The age of a child will influence the expected pitch and loudness ranges, voice quality, and resonance characteristics of the singing voice as these dynamics are mostly dictated by the size, shape, and nature of the vocal tract structure and the development of increasing neuromuscular control. Physical changes occur throughout the respiratory, laryngeal, and resonatory systems so there are differences across developmental stage in power, source, and filter aspects of vocal function. Specifically, with advancing age, there are increases in breathing capacity, changes in vocal fold structure, increases in neck length and width and relative descent of the larynx, and subsequent enlargement of the vocal tract and resonatory system. There is also growth of the paranasal sinuses and nasal turbinates with atrophy of the tonsils and the adenoids, thereby creating more resonance space. When singing through childhood, it is therefore important to a child’s optimal vocal health that the repertoire and vocal demands are commensurate with the developmental stage and capabilities of the child in terms of respiration, voice, and resonance [4, 2428].


Prior to puberty, the singing voices of boys and girls are similar in terms of their pitch range and vocal qualities, in keeping with the vocal tract structures being relatively the same shape and size [24]. Differences between the genders across childhood in singing activity have been suggested, however, with boys being less likely than girls to participate in singing activities, especially at school [28]. This may no longer be the case perhaps due to social and cultural shifts, and indeed gender representation in the childhood entertainment industry would now seem relatively even.


The onset of adolescent voice change particularly for males can be dramatic and rapid or a gradual and relatively undetected process.

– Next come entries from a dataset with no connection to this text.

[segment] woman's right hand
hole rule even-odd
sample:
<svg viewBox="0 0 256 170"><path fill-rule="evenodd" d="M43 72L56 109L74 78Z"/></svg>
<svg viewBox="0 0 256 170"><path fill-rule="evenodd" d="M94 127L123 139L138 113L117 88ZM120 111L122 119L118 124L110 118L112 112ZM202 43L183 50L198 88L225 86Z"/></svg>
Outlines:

Neither age nor the onset of puberty seems to be the best indicator of the advent of voice changes [4], but the mean average onset is suggested to occur between 10 and 12 years [29, 30], and the peak of pubertal voice changes around 12–14 years of age in both females and males [2938]. The Cooksey six-stage classification of pubescent voice change is based on singing range and tessitura and can be useful in tracking singing alterations across puberty [12, 2938]. Some male singers can pass through all these musical stages of adolescent voice change in 12 months, but it is also possible for this process to be much slower and to last several years. Singing dynamics will be affected by both the hormonal and psychological influences of puberty, and it is sometimes difficult to tease out the relative contribution of each to the pubescent singer’s vocal profile. It is also worth noting that, in our experience, it is not only the voice quality and pitch that change but often there are subtle resonance changes too that yield a richer timbre and signal adolescence is nigh.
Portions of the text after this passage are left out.